That Spring Breaker Who Bit The Head Off A Hamster Has Been Kicked Out Of His Fraternity
Yesterday we brought you the bizarre story and video of what was being reported at the time of a Florida State University frat member biting the head off of a live hamster during spring break. Turns out he is actually a member of the Phi Delta Theta fraternity at the University of Mississippi. Or I should say WAS a member of the Phi Delta Theta fraternity because he’s been identified and kicked out of his frat.

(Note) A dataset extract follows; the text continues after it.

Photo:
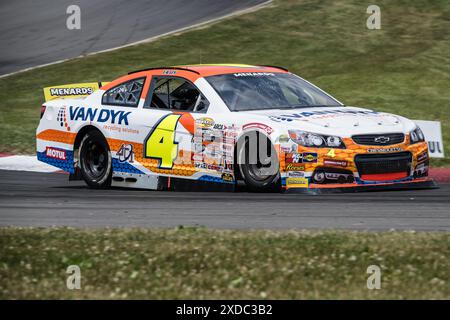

Brady Eaves, 18, is a University of Mississippi scholar, Phi Delta Theta fraternity brother, star football player, and stepson of one-time Mississippi Governor candidate John Arthur Eaves Jr, who is now an esteemed pro-life lawyer.
Sources close to Eaves told DailyMail.com he was top of his class at private Jackson Preparatory School, and described him as an ‘animal lover’ whose numerous pets include a raccoon and a parrot.
However, on Saturday the teenager from Madison, MS, swept the internet in a video that showed him pull a hamster from a cage, bite off its head, and hurl its body into the distance – shrieking with laughter.
According to sources connected to the incident, the party of college students force-fed the hamster vodka and ‘hot-boxed’ its cage with marijuana before the sickening stunt.
The footage, allegedly filmed during a drunken spring break party in Florida, could see Eaves charged with felony animal cruelty charges, which carry a maximum jail term of five years and $5,000 in fines.
Radar Online reports that the Mississippi Phi Delta Theta President said that the group was “disappointed and disgusted in Brady’s actions, saying, “These actions are inconsistent with what we believe as men of Phi Delta Theta and are inconsistent with the creed of the University of Mississippi… [the] incident … is in no way associated with any chapter activity of Phi Delta Theta.”
They also report that University of Mississippi officials were also investigating the incident with the University’s Vice Chancellor for Student Affairs stating that “appropriate steps” would be taken once they gather all the facts in the situation.